I felt like I’ve had an advantage over other people with this my whole career. When the gate drops, I somehow figure out a way to do it better than a lot of other people. With me missing as much racing as I have, I feel like I’ve lost a little bit of that and it kind of makes you wonder like, ‘Man, I’ve missed this much racing. Am I still a racer? Am I a practice guy now because I’ve done a lot of practicing, but I haven’t done any racing?’ Those things start to make you think. That Foxborough win felt really good to show myself that, yes, I can still win races.

Q: How pumped was Mitch Payton with your win?

AF: Yeah, at film last week after Atlanta, Mitch was like, ‘Man, guys, we need a win! We need another win before the end of the season.’ Right after Foxborough I said to him, ‘Dude, all you had to do was ask!’.

Yeah, obviously I wanted to win one. I wanted to get up there and I wanted to battle with those guys. Whether that meant a win or whether that meant a podium finish, I wanted to be back where I left off. Where I left off, I believe, was with me being a podium guy in pretty much every race and also a winner at  races. That’s where I wanted to come back and be, and that’s pretty much where I came back and was. I was right there and I had some fire and some motivation from just being off the bike. I was missing races and I wasn’t happy about that, so I wanted to finish the season good.

It took a little convincing with the team. I was like, ‘Is there a chance I can come back for supercross and get hurt and be out for outdoors?’ Yeah, there is always a chance, but I can trip walking out my front door and land face first into the concrete. There are chances with everything you do. For me, I’m like, ‘I’m  healthy and I’m motivated. Let me go race.’ Obviously, whatever I said to the team worked. I’m really good at supercross and I want to race more of it. I think I came back with a lot more motivation and a lot more drive than other people thought that I did. A race like Foxborough was where I expected to go this season. Maybe I didn’t show that in the first couple of races this season, but I was just trying to start the season off smooth and consistent and as I got more and more comfortable I started pushing my way to the front and not just taking what races gave me.

Q: How are you looking at the season-ending Salt Lake City round this coming Saturday?

AF: I feel solid.

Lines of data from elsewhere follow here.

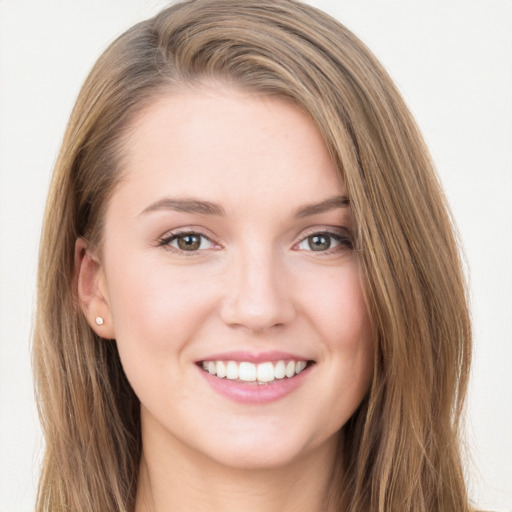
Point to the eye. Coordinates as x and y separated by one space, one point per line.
188 242
324 241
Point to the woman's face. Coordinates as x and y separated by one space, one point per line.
227 258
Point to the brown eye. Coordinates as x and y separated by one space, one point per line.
189 242
319 242
325 241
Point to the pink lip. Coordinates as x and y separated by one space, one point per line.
254 357
251 392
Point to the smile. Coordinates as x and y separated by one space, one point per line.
262 373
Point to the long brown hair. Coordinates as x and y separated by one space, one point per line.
400 450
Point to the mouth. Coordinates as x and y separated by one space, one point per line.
263 373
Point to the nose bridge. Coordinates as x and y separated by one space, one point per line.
256 295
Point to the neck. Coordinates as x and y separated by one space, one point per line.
180 480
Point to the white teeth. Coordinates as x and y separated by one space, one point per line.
232 370
290 369
221 369
299 366
247 372
280 370
265 372
250 372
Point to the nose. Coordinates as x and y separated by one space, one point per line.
258 295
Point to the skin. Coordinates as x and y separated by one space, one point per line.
256 283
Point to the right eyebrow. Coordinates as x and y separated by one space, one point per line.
187 205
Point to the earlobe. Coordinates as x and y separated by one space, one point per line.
92 290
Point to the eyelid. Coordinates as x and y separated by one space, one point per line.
169 236
337 232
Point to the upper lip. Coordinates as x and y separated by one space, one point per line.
254 357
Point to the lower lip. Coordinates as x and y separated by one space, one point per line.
253 393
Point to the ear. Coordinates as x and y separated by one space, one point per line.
92 290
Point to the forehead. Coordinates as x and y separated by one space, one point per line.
221 144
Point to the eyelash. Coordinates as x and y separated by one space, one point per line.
344 242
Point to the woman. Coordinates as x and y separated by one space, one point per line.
250 296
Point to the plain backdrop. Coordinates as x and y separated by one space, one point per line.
452 60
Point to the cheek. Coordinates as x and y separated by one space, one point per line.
155 307
339 309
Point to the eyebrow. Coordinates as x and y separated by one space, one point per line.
324 206
190 205
187 205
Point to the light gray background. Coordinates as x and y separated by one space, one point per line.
452 61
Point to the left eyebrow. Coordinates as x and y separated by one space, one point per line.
187 205
324 206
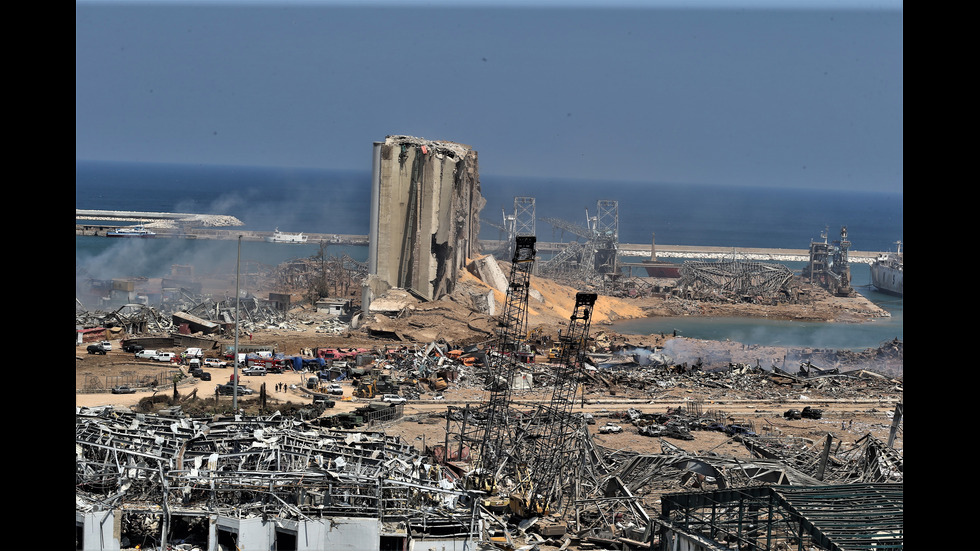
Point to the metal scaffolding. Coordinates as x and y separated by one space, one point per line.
597 256
555 448
503 360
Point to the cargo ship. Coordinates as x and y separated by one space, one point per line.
886 272
282 237
657 268
138 230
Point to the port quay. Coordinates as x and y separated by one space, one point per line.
209 226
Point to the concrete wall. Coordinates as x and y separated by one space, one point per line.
426 214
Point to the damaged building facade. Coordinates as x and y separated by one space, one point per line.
425 216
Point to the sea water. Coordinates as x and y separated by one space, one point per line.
328 201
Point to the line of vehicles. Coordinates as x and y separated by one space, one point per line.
320 381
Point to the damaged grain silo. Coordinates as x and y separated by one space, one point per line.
425 216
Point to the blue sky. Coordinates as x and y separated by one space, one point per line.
721 92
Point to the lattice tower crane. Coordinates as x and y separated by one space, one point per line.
552 460
502 359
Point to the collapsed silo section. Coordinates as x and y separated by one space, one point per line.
425 217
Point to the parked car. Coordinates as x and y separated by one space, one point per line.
610 428
95 349
229 390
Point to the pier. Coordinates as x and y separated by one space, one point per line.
187 226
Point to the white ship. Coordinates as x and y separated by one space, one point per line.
281 237
886 272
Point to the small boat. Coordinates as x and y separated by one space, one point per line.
282 237
138 230
887 273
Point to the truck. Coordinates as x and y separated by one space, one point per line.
95 349
229 390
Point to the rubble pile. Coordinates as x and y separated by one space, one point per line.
254 467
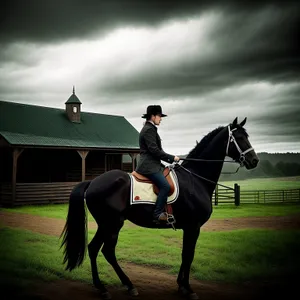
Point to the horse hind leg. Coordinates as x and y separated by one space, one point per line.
109 253
93 250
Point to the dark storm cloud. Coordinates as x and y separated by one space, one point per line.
37 20
249 46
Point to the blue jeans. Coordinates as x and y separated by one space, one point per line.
164 188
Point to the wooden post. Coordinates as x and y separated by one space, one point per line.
237 199
133 158
16 153
83 154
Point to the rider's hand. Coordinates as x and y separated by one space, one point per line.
176 158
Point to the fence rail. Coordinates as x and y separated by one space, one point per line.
271 196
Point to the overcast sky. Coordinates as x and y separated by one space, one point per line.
205 64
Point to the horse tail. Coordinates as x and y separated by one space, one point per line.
75 231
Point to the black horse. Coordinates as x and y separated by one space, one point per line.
107 198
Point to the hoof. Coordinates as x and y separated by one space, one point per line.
187 294
133 292
105 295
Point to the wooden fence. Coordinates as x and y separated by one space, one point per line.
227 194
271 196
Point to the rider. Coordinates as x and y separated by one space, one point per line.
151 154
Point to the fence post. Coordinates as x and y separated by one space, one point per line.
216 195
237 199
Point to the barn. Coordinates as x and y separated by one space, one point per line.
45 151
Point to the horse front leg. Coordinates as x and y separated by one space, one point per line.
190 236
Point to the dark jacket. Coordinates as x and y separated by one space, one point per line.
151 152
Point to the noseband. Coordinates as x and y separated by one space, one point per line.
231 138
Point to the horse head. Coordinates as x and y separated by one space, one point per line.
238 145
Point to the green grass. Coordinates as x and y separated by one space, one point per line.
280 183
236 256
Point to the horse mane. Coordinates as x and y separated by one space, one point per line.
198 149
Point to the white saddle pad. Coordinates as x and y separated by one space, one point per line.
142 193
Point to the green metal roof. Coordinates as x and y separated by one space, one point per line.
23 124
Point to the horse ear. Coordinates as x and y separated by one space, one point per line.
243 122
234 123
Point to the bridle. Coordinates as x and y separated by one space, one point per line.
231 139
240 160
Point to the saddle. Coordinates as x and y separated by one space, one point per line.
166 172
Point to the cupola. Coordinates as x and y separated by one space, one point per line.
73 108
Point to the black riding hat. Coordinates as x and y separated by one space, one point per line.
153 110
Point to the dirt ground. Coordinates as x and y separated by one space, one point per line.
157 283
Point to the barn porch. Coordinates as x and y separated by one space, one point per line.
40 175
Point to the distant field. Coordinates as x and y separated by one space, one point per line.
280 183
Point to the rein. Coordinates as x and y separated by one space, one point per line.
192 173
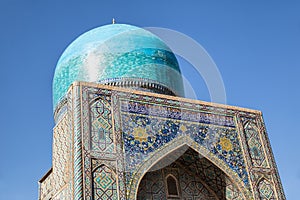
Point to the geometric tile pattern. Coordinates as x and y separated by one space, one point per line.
101 132
61 154
116 136
197 178
255 145
144 133
266 191
104 184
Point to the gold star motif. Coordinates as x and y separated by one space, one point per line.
225 144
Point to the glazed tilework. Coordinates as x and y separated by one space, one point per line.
116 51
119 135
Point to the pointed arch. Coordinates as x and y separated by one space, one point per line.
265 189
175 145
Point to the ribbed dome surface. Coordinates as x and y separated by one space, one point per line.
117 53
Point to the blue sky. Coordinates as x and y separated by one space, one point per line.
255 45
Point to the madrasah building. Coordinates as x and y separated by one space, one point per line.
123 129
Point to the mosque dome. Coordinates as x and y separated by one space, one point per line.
121 55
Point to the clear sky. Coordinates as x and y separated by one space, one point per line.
255 45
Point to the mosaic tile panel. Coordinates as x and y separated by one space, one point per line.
101 127
266 191
104 184
145 128
255 145
61 153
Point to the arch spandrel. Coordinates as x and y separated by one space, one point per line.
152 163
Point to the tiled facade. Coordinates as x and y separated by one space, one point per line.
111 143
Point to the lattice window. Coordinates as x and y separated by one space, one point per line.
101 133
172 186
104 184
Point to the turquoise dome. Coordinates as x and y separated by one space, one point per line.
117 53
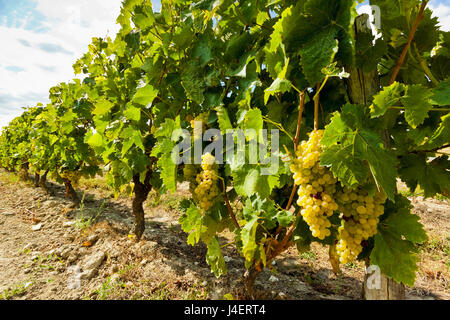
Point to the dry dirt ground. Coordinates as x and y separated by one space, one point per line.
51 250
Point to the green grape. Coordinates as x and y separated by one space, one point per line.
360 217
207 190
317 186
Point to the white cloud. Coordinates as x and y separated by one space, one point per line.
45 59
441 11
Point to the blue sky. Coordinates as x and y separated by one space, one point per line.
41 39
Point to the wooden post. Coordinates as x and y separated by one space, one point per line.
361 86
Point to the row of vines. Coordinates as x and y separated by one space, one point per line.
356 111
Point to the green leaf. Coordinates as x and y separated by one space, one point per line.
95 141
386 98
132 113
192 81
433 177
394 249
167 163
317 54
441 94
102 107
248 181
191 222
417 104
215 258
145 95
223 119
248 236
254 121
353 151
279 85
440 137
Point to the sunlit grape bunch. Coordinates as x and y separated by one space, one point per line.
207 190
190 172
317 186
360 217
73 176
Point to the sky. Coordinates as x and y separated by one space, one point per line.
41 39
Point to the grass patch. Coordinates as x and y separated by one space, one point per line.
15 291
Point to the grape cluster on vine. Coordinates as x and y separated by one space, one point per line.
207 190
317 186
360 217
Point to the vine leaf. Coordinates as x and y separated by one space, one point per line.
248 236
441 94
433 177
215 258
439 137
279 85
417 104
317 54
145 95
353 150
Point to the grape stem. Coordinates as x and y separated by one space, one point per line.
301 108
408 44
227 203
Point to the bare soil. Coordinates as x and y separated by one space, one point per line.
50 249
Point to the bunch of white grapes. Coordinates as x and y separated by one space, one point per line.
360 217
190 172
317 186
207 190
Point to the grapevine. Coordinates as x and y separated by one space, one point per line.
207 189
246 66
317 186
360 217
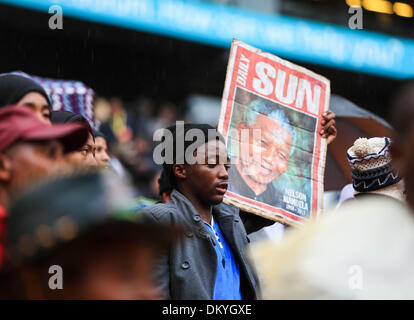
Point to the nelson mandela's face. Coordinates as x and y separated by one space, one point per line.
266 156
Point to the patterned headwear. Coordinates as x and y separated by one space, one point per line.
371 165
67 95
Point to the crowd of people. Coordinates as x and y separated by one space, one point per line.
89 199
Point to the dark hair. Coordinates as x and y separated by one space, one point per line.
181 134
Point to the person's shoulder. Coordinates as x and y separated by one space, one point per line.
160 211
226 208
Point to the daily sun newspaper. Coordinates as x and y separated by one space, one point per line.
271 118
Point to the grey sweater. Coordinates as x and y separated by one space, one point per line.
188 269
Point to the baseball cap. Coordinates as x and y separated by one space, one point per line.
18 123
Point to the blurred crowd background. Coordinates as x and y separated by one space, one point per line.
152 62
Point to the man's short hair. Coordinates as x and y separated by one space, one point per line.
277 115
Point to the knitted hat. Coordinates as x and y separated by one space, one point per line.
14 87
371 165
67 95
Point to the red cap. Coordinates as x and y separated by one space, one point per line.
19 123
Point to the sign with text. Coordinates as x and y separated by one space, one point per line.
271 116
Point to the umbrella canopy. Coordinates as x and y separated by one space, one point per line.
352 123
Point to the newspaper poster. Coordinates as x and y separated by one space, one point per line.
270 116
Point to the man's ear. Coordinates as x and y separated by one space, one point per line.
180 171
5 168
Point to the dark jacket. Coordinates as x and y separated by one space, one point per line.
187 271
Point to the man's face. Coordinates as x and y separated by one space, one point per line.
101 153
265 156
85 156
208 178
38 104
29 161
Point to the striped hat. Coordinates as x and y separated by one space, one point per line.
371 165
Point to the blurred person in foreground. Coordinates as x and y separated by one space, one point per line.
29 150
20 90
104 250
101 152
209 262
364 250
85 155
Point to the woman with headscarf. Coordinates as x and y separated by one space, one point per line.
20 90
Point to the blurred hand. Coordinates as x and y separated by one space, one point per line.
328 126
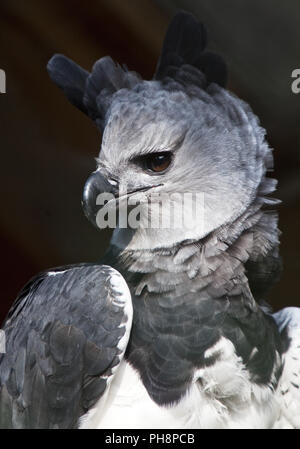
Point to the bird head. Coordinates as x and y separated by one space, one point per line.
189 155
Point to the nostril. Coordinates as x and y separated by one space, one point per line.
95 185
112 181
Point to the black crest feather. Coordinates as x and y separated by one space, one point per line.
183 51
185 44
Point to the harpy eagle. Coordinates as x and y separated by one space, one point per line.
170 329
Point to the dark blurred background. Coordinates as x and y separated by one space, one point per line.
48 147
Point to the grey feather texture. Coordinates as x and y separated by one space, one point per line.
62 343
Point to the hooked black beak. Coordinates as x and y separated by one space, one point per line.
98 184
95 185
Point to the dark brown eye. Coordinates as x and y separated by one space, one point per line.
158 162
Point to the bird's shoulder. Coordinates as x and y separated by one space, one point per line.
65 335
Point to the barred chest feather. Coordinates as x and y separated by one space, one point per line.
220 396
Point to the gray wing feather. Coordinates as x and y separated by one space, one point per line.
65 335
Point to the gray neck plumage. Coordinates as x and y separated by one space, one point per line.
186 297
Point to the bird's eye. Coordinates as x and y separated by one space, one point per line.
158 162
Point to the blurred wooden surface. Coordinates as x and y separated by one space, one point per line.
48 147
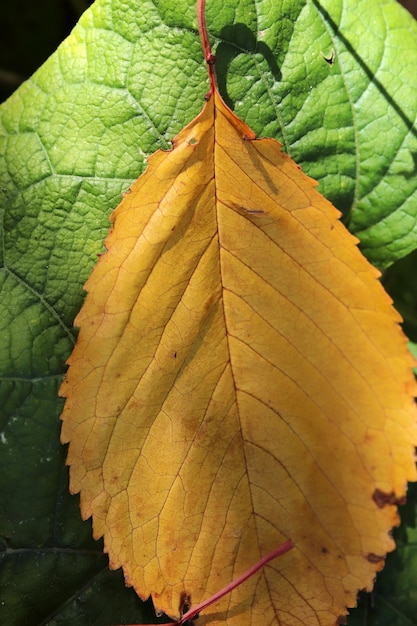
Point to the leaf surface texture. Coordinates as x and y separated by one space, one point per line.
239 379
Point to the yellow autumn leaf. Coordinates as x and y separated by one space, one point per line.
239 379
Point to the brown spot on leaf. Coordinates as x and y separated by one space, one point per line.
381 499
375 558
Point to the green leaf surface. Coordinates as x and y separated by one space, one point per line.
333 80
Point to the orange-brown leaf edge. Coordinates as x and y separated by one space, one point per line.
239 379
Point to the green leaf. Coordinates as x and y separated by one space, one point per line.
333 80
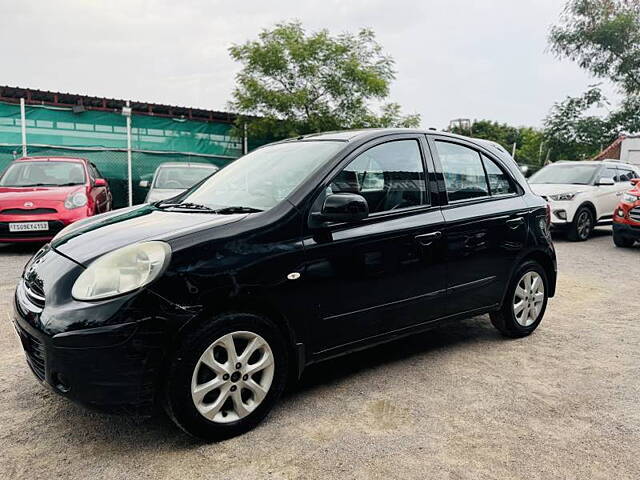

The win two weeks ago has obviously given me a lot of confidence going into it and showed me that I can run up front with those guys. A start there will definitely be more crucial for this race, because there will be more fast guys and it will be harder coming through the pack. The start will be more important at this next one, but I’m ready. I want to get up there and I want to race and I want to end the season out with another podium or, hopefully, a win. I know I can now at this point. Foxborough was a good race to put me in that mindset.

Q: How about the rapidly-approaching outdoor series? That can potentially be a very good race series for you.

AF: Yeah, I hope so. That was part of my thought process of coming back to racing supercross. I’m good at supercross and I love racing it, but in coming back and racing it this season, I felt like it gave me a better chance going into the outdoors with some confidence and coming in fresh off of racing. I don’t have to get back to race flow. I’m already ready and I’m hoping to have a good outdoor season, as well.